The Best (And Worst) Holiday Foods for Your Furry Friend

By Jennifer Landis on Nov 20, 2017 at 10:00 am

The Best (And Worst) Holiday Foods for Your Furry Friend

Thanksgiving is right around the corner, which means you’re probably preparing yourself for a long weekend of cooking and spending time with loved ones. The grocery list is endless, and the RSVP list is filled with all your favorite people ready to sit down and share a delicious, filling meal together. The food and the company can equally be the highlight of your holiday, but a special occasion wouldn’t be complete without your pets by your side.

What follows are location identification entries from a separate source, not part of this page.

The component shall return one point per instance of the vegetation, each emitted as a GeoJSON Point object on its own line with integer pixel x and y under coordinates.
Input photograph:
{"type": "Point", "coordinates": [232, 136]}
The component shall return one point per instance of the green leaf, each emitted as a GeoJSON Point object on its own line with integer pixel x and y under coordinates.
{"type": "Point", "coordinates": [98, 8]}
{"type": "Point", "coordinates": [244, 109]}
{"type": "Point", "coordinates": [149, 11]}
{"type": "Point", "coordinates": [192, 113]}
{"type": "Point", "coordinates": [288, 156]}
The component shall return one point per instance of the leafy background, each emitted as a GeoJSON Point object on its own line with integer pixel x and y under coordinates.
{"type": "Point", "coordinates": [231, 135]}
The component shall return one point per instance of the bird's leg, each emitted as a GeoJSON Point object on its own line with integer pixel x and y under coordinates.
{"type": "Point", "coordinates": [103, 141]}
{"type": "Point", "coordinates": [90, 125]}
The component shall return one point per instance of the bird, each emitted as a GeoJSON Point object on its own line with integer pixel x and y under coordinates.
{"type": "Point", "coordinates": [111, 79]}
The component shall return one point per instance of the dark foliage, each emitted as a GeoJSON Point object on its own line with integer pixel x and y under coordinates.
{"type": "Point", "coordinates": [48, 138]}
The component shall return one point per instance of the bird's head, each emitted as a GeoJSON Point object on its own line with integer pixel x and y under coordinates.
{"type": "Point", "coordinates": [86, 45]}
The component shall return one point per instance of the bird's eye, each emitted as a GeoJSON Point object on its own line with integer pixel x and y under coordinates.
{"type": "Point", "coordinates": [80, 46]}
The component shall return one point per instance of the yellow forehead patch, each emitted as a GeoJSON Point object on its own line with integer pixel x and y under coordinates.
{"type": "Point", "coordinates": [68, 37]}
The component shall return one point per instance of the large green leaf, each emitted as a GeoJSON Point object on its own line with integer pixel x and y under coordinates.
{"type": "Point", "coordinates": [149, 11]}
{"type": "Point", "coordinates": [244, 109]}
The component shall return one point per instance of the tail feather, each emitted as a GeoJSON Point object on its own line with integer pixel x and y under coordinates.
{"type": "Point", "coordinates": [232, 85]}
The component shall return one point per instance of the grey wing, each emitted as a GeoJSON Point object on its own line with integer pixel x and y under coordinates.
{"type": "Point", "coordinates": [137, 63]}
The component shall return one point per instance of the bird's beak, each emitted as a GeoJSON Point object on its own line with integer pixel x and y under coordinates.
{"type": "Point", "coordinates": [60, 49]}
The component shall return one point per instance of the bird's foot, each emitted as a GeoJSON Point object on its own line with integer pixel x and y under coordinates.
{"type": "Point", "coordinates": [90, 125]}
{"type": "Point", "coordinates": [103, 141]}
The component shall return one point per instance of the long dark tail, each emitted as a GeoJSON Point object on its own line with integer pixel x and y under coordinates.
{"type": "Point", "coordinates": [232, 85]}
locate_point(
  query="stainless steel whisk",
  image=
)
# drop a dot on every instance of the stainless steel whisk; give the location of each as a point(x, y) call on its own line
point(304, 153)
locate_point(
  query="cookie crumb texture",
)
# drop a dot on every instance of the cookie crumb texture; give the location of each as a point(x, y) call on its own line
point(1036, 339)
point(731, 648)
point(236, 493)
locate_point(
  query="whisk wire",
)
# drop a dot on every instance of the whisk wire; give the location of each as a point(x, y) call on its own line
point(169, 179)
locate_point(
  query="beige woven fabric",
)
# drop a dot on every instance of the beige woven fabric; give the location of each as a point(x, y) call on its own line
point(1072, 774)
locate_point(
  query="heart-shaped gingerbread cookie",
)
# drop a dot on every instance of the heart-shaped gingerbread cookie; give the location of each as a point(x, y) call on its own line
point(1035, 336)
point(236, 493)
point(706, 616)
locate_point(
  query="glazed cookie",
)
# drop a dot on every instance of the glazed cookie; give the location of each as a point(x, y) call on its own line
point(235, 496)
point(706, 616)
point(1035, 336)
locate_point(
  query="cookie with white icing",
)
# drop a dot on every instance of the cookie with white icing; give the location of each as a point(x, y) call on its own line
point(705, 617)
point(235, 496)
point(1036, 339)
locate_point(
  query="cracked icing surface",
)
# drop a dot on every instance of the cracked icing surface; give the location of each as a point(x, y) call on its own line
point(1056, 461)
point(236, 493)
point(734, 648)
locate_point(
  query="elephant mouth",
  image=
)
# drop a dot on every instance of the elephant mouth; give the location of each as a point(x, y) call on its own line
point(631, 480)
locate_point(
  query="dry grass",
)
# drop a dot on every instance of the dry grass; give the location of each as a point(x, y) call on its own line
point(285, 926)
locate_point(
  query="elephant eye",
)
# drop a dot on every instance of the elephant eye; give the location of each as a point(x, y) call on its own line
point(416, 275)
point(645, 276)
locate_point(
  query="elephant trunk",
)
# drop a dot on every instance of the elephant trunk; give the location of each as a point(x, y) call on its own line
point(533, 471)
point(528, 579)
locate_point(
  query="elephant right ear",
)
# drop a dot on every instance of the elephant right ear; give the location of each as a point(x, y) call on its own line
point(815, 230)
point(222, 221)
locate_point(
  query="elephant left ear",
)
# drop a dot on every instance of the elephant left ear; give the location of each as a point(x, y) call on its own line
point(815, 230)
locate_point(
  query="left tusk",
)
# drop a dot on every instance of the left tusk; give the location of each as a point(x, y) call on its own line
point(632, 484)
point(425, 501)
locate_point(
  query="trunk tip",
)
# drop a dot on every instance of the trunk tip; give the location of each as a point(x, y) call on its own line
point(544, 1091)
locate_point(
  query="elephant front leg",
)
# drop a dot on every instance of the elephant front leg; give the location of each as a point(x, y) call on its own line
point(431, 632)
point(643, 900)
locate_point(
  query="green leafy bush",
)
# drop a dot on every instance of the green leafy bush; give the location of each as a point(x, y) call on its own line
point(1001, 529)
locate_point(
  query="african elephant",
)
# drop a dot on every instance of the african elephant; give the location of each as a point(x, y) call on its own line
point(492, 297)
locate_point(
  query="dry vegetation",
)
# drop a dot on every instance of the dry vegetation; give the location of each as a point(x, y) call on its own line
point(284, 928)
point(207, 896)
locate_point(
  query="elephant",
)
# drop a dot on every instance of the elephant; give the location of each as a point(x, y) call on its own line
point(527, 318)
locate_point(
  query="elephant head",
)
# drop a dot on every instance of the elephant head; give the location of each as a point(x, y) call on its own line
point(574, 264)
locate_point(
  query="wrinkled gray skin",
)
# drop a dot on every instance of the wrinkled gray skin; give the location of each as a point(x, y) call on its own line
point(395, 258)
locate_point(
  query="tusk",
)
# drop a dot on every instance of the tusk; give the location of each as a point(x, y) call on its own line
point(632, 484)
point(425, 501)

This year, when your furry friends inevitably come begging for table scraps, be prepared with the knowledge of what’s safe for them to eat and what’s not. Just because you want to spoil them with the fantastic food you've prepared doesn't mean their bodies can handle sharing dinner with you. If you don’t know which foods are safe for them to eat and which aren’t, you could be taking an emergency visit to the vet.

Don’t take the risk of potentially hurting your pet this year — educate yourself on which foods you can let your fur-baby eat when you drop your Thanksgiving scraps on the floor.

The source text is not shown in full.